So, this option actually has a default value `system`, which seems to imply
reasonable behaviour.  The last paragraph also sounds reasonable: if no host
is explicitly configured to be checked, then check every host.  Closing the
TLS connection on verification failure sounds reasonable as well (what else
would you do?).  So from this I'd expect that after setting that option to
`system` I'll definitely require fully verified SSL.

It's a bit odd that `README.Debian.gz` instructs me to set an option that
already has a reasonable default, but maybe that is cleared in Debian's
configuration somewhere?  So let's try it out.

How to Reproduce
================

I checked that indeed encryption and successfull certificate verification is
not enforced using the following setup.  This setup is meant to model e.g. a
client Exim running on a laptop, connecting to the internet via a public wifi
under the control of the attacker.

I'm using three QEMU virtual machines connected via a VDE switch.
- client(.example.com) is the machine with the Exim under scrutiny.
- smarthost(.example.com) is used by the client to send mail
- (mail.)target(.com) is used as an external system to send mail to

The external target system is necessary since sending mail from client to
smarthost is not considered relaying, and thus the client is not asked to
authenticate.

What follows is a high-level overview over the setup, further details are in
the "Configuration Details" section below.

Basic test setup
----------------

All systems were installed from `debian-10.4.0-amd64-netinst.iso`, updating to
current Debian 10 (buster) from the debian mirrors.  Various additional
software was installed, as required.

I use one dnsmasq instance on each system to provide DNS services.  I provide
one A record each for smarthost.example.com and mail.target.com, plus an MX
record for target.com pointing to mail.target.com.
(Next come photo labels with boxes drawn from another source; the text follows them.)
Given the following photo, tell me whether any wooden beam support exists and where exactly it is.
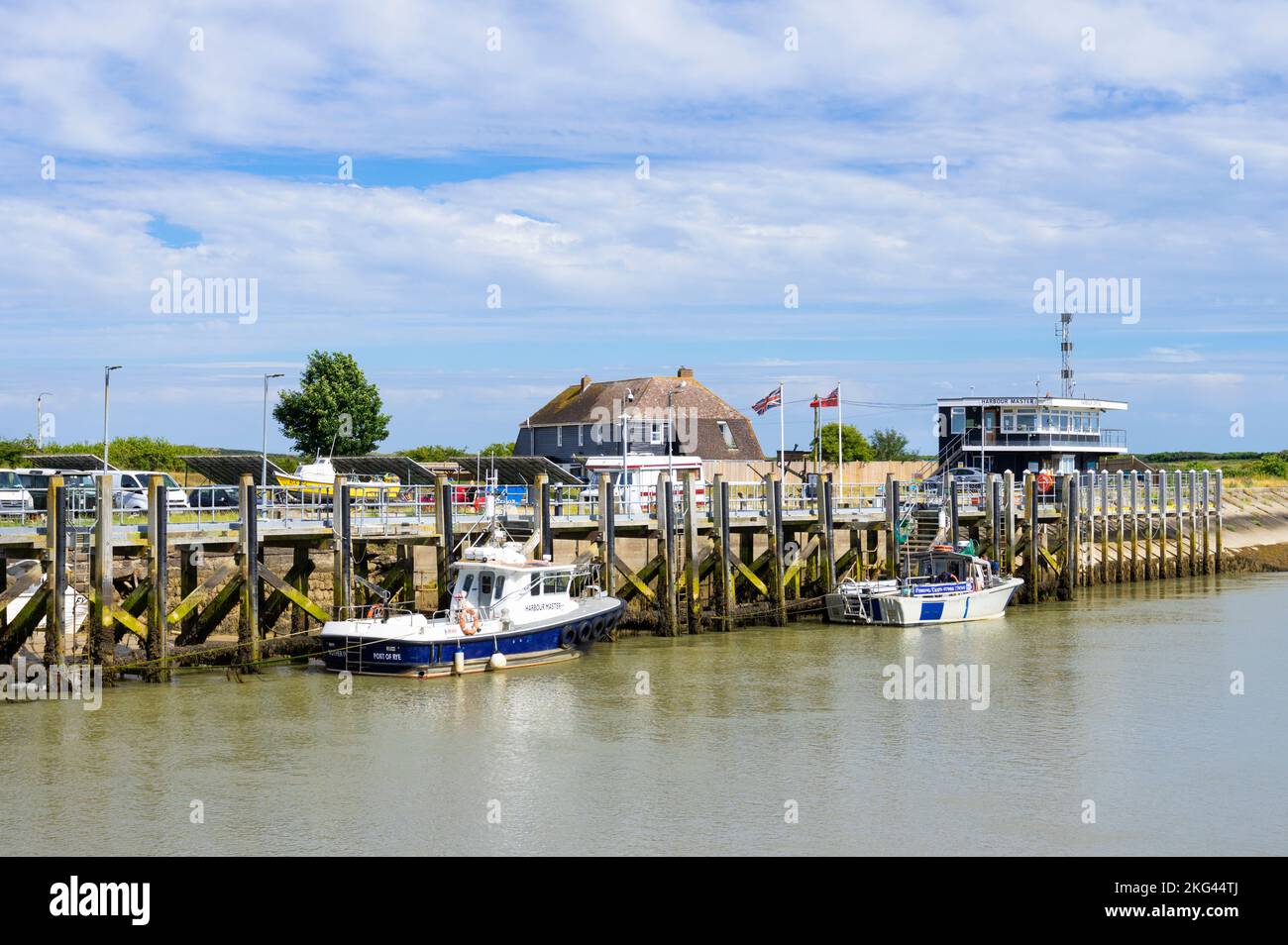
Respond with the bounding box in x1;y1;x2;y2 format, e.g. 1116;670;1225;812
0;589;49;663
237;472;259;663
684;472;702;633
46;475;67;666
259;568;330;623
143;475;170;682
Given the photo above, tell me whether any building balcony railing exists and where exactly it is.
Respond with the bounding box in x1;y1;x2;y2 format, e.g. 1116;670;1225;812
962;428;1127;450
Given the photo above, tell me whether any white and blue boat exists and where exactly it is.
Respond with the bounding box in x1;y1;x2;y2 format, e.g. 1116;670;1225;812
824;546;1024;627
321;542;625;679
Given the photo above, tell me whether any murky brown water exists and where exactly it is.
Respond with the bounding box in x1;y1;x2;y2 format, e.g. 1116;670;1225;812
0;576;1288;854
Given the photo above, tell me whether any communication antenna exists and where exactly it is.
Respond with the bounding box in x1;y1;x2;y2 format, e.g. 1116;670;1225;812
1055;312;1077;396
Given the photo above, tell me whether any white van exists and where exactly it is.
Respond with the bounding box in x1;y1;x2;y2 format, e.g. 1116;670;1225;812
98;469;188;510
0;469;36;512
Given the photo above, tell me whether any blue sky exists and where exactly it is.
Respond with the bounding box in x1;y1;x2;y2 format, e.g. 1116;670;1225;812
0;0;1288;451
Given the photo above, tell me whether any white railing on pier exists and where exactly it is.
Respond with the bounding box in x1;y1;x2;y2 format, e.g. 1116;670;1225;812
0;470;1220;538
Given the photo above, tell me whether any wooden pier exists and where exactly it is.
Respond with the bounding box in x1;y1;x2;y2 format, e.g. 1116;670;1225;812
0;472;1223;680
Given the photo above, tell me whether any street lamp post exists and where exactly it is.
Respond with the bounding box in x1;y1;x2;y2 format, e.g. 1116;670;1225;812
259;374;286;485
36;390;51;452
103;365;123;472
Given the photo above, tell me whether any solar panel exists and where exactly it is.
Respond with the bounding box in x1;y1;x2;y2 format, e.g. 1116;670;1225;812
455;456;581;485
179;454;286;485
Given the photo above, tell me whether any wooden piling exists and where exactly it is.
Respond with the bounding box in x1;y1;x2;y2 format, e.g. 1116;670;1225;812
176;545;201;643
238;472;260;663
533;472;555;560
89;476;116;678
712;472;737;631
143;476;172;682
1115;470;1125;584
1100;472;1109;584
819;481;836;593
885;472;899;578
1056;472;1081;600
290;545;310;633
1024;472;1042;604
1002;470;1015;575
599;472;617;593
944;472;961;551
657;472;680;636
1189;469;1199;575
988;472;1002;569
1127;470;1140;581
1203;470;1212;575
769;472;787;627
1143;472;1154;580
434;472;450;610
684;470;702;633
46;475;67;666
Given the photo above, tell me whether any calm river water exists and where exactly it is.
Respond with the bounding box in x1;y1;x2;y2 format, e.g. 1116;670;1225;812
0;575;1288;855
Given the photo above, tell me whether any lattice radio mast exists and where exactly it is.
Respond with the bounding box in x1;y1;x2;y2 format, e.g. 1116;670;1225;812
1055;312;1077;396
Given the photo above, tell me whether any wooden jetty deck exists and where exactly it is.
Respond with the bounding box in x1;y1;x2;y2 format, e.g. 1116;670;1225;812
0;472;1223;678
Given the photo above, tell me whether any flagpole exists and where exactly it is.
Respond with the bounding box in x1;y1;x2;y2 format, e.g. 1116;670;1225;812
778;381;787;481
814;394;823;475
836;381;845;493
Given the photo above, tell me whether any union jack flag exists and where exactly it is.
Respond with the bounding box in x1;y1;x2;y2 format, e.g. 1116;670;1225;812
808;386;841;407
751;383;783;417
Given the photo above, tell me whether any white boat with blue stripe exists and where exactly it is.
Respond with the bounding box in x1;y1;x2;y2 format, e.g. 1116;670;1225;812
825;547;1024;627
321;542;625;679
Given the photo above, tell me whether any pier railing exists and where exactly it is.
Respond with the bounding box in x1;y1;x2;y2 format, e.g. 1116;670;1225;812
0;470;1220;541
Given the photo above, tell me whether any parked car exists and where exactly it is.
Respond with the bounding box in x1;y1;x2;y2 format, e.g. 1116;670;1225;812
188;485;241;508
0;469;36;512
926;467;984;484
14;469;97;511
98;470;188;511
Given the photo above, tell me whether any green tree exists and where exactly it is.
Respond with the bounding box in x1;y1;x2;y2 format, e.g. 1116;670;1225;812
810;424;872;463
273;352;389;456
872;426;915;461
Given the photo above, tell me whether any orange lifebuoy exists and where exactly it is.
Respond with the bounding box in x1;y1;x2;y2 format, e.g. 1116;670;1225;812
456;604;481;636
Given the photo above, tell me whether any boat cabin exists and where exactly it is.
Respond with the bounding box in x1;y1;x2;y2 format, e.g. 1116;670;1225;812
451;549;590;624
907;546;991;587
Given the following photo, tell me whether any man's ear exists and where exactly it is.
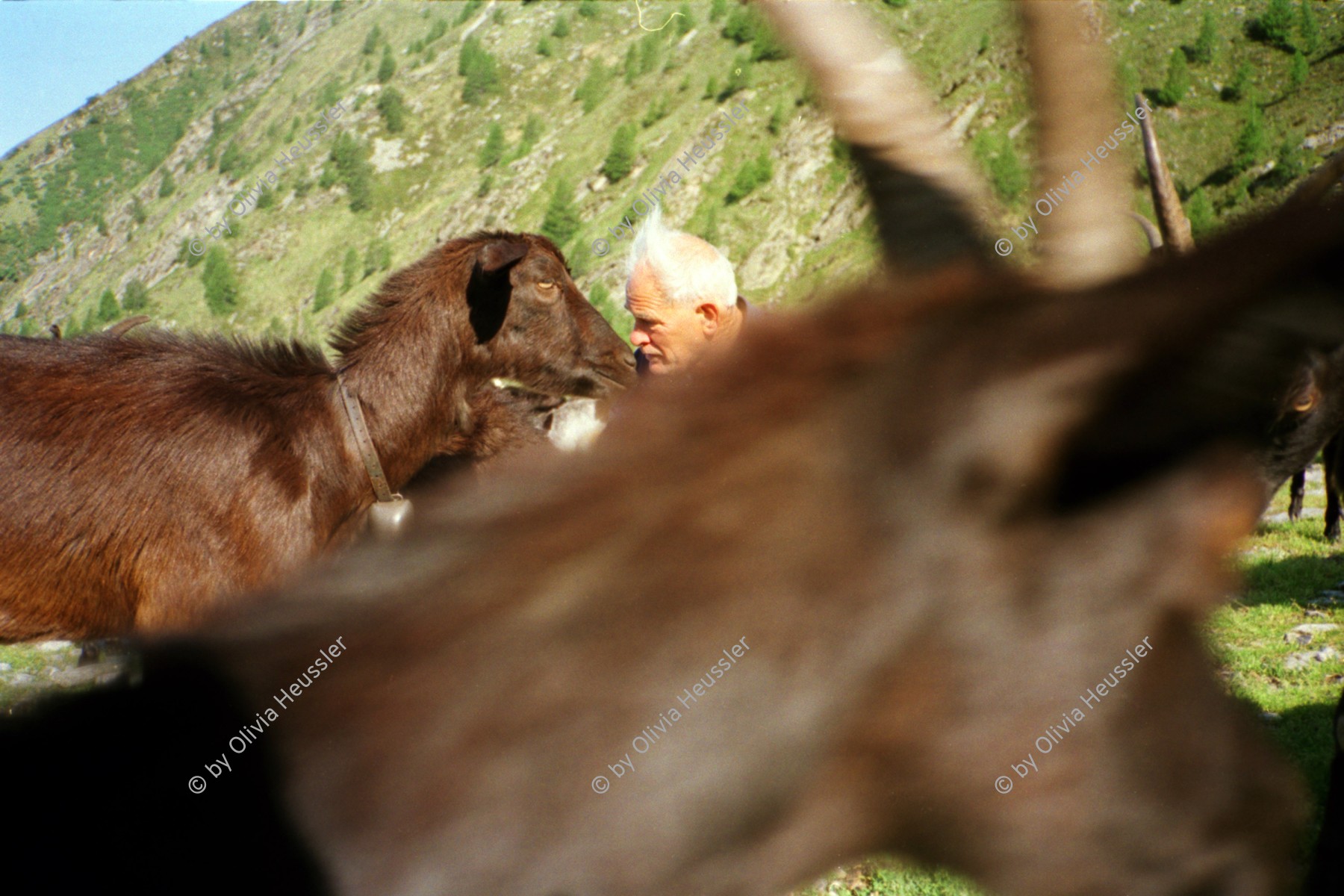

The client's Exim setup is initially a standard 'smarthost' configuration with
`smarthost.example.com` as the smarthost.  Credentials are provided to
authenticate against the smarthost.

The basic configuration for the smarthost is an 'internet' configtype, with
- some additions to function in the test environment,
- TLS and submissions support,
- support for plain, login, and cram_md5 authentication from clients, and
- a password configured for the client so it can authenticate.

The target system's setup is a normal internet site with hostname
mail.target.com, set up to accept mail for the `target.com` domain.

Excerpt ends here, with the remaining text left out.